The transaction will provide reinsurance cover to a Member supporting three syndicates in the Lloyd’s market: CFC Syndicate 1988, Beazley’s Syndicate 5623 and Beat’s Syndicate 1416. Coverage will start in 2021 and will be expanded in 2022, providing initial capital in excess of £100m, which is anticipated to grow over time.
The PCC operates under the UK Risk Transformation regulations and provides an access point for both UK and international investors, including Insurance-linked Securities (ILS) investors, to deploy funds in a tax transparent way into the Lloyd’s market. Lloyd’s members can use this vehicle to manage their capital requirements by attracting new classes of investors, including pension funds, and will benefit from reduced set-up times and lower transactional costs.
Burkhard Keese, CFO, Lloyd’s said: “I am delighted to welcome major global pension investor Ontario Teachers’, who are well regarded in the ILS community, as the first to utilise LBR PCC to participate in underwriting at Lloyd’s. It is a great achievement to see the PCC used, on-shore in the UK, to deliver reinsurance coverage and I am confident that this will be the first of many ILS investments into Lloyd’s as investors, members and syndicates increasingly appreciate the potential of this transformer vehicle.”
Nick Jansa, Senior Managing Director, EMEA, at Ontario Teachers’ said: “We invest in a range of global assets, including insurance-linked securities, and are always looking for efficient opportunities to maximise returns and increase value for our members. LBR PCC provides an innovative and efficient way to simplify our investment structures as we continue to grow our global footprint.”
Adrian Cox, CEO Beazley Group, said: “Beazley is pleased to see the successful launch of the first LBR PCC acting as a transformer for institutional capital to access one of our most innovative underwriting portfolios.
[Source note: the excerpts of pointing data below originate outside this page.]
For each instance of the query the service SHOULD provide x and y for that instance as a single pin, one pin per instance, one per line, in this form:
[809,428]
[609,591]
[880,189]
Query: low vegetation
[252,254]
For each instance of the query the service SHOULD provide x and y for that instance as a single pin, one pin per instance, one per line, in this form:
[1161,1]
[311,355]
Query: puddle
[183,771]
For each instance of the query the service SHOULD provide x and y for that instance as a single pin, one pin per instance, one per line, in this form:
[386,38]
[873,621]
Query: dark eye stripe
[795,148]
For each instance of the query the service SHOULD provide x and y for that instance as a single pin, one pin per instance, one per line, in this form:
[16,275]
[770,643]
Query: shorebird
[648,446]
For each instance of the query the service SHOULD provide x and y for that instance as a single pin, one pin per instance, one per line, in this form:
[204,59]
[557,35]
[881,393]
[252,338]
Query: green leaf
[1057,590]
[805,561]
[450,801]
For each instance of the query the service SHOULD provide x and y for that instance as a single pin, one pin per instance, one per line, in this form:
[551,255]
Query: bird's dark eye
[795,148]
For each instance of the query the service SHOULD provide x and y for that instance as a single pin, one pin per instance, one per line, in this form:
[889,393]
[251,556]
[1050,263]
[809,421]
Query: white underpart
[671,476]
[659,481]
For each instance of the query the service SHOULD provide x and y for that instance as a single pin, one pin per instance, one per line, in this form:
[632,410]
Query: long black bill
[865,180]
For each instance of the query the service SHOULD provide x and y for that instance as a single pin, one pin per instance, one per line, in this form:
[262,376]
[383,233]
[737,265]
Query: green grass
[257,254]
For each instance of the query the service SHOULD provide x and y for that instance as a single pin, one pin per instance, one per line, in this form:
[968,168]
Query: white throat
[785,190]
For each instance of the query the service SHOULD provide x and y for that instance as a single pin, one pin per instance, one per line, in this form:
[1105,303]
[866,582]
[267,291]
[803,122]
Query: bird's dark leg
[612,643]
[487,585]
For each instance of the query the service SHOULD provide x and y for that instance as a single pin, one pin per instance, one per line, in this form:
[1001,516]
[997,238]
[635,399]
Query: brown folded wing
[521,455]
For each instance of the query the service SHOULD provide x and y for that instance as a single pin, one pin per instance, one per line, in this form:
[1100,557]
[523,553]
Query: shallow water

As those portfolios continue to grow over the coming years, Beazley hopes to see further users of the new UK ILS infrastructure benefiting from low cost, efficient access to the group’s underwriting expertise.”
Matt Taylor, Active Underwriter at CFC Syndicate 1988 said: “As a newly established syndicate, we are delighted to have been able to benefit from capital support via LBR PCC, with its pre-approved status as an onshore transformer vehicle in the UK. For a syndicate with CFC’s high growth expectations, capital delivery mechanisms like LBR PCC, that allow simplified investor access to our unique premium portfolio, are crucial when attracting sophisticated large-scale institutional investors.”
Paul Rayner, Partner, Beat Capital Partners said: “Beat is excited to have partnered with LBR PCC in the formation funding of Syndicate 1416. Given our perpetual third-party capital outlook, LBR PCC is a strategically important innovation that allows us to efficiently connect with high quality alternative capital partners alongside our existing capacity supporters.”